Charlie Hebdo
Charlie Hebdo

Le tribunal correctionnel de Paris, présidé par Jean-Claude Magendie, a rendu jeudi 22 mars son jugement dans l'affaire des caricatures de Mahomet opposant les organisations musulmanes à l'hebdomadaire Charlie Hebdo. Suivant les réquisitions du parquet, il a débouté les plaignants et prononcé sous les applaudissements la relaxe de Philippe Val, directeur de publication de Charlie Hebdo, estimant que les caricatures relevaient de la liberté d'expression et ne s'attaquaient pas à l'Islam mais aux intégristes. Les magistrats ont jugé que, même si l'un des trois dessins incriminés était "choquant ou blessant pour les Musulmans, il n'y a pas de volonté délibérée de les offenser". Philippe Val, qui s'était largement répandu dans les médias pour fustiger "un procès médiéval" relevant de "l'obscurantisme", n'attendait d'ailleurs de la Justice rien moins qu'une relaxe "sans ambiguïté (et) sans aucune réserve".

Charlie Hebdo et Philippe Val étaient poursuivis par la Grande mosquée de Paris pour "injures publiques envers un groupe de personnes en raison de leur appartenance à une religion", délit passible de six mois de prison et de 22.500 euros d'amende. La plainte visait trois caricatures du prophète de l'Islam publiées par l'hebdomadaire dans son édition du 8 février 2006. L'une fait dire à Mahomet: "C'est dur d'être aimé par des cons", les deux autres le montrent l'une en train d'accueillir des terroristes au paradis en criant "Stop, on est à court de vierges", l'autre coiffé d'un turban d'où sort une bombe sur laquelle figure la profession de foi des musulmans. Le premier dessin, publié en Une du journal, est de Cabu, les deux autres sont issus d'une série de douze caricatures initialement publiées le 30 septembre 2005 dans le quotidien danois Jyllands Posten puis reprises le 10 janvier 2006 par le journal norvégien Magazinet avant d'être diffusées en France par France Soir et Charlie Hebdo.
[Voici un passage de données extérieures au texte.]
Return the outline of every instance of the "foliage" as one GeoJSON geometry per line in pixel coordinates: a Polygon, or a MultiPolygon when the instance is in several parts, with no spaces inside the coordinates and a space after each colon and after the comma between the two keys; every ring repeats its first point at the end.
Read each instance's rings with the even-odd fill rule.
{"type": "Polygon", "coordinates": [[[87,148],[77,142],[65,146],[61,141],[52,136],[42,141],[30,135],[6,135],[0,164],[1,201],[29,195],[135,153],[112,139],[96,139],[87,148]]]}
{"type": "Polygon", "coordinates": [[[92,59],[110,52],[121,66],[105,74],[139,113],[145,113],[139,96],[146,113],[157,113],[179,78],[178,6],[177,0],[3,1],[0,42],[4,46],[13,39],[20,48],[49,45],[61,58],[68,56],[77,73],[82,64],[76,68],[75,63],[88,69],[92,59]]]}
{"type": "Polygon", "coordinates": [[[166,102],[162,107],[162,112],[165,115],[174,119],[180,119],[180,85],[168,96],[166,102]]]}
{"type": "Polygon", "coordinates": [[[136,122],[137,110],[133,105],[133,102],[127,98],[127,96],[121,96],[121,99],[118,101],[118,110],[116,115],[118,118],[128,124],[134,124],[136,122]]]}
L'Union des Organisations Islamique de France (UOIF) et la Ligue Islamique Mondiale s'étaient portées parties civiles dans l'affaire, estimant que ces dessins stigmatisaient la religion musulmane et assimilaient dans un bel amalgame tous les musulmans à des intégristes et à des terroristes islamistes. Pour Dalil Boubakeur, recteur de la Grande Mosquée de Paris et président du Conseil Français du Culte Musulman (CFCM), ce procès avait pour objectif de lutter d'une part contre l'islamophobie ambiante, d'autre part de calmer les possibles violentes réactions de certains groupes islamistes fanatisés qui utilisent d'autres moyens que la Justice pour se faire entendre. Lors de l'audience des 7 et 8 février dernier, maître Christophe Bigot, avocat de la Mosquée de Paris, avait récusé dans sa plaidoirie l'accusation de "délit de blasphème" et de "tentative de censure" portée contre sa cliente et avait mis en avant le fait que Charlie Hebdo essayait délibérément de "provoquer la peur des musulmans dans la société".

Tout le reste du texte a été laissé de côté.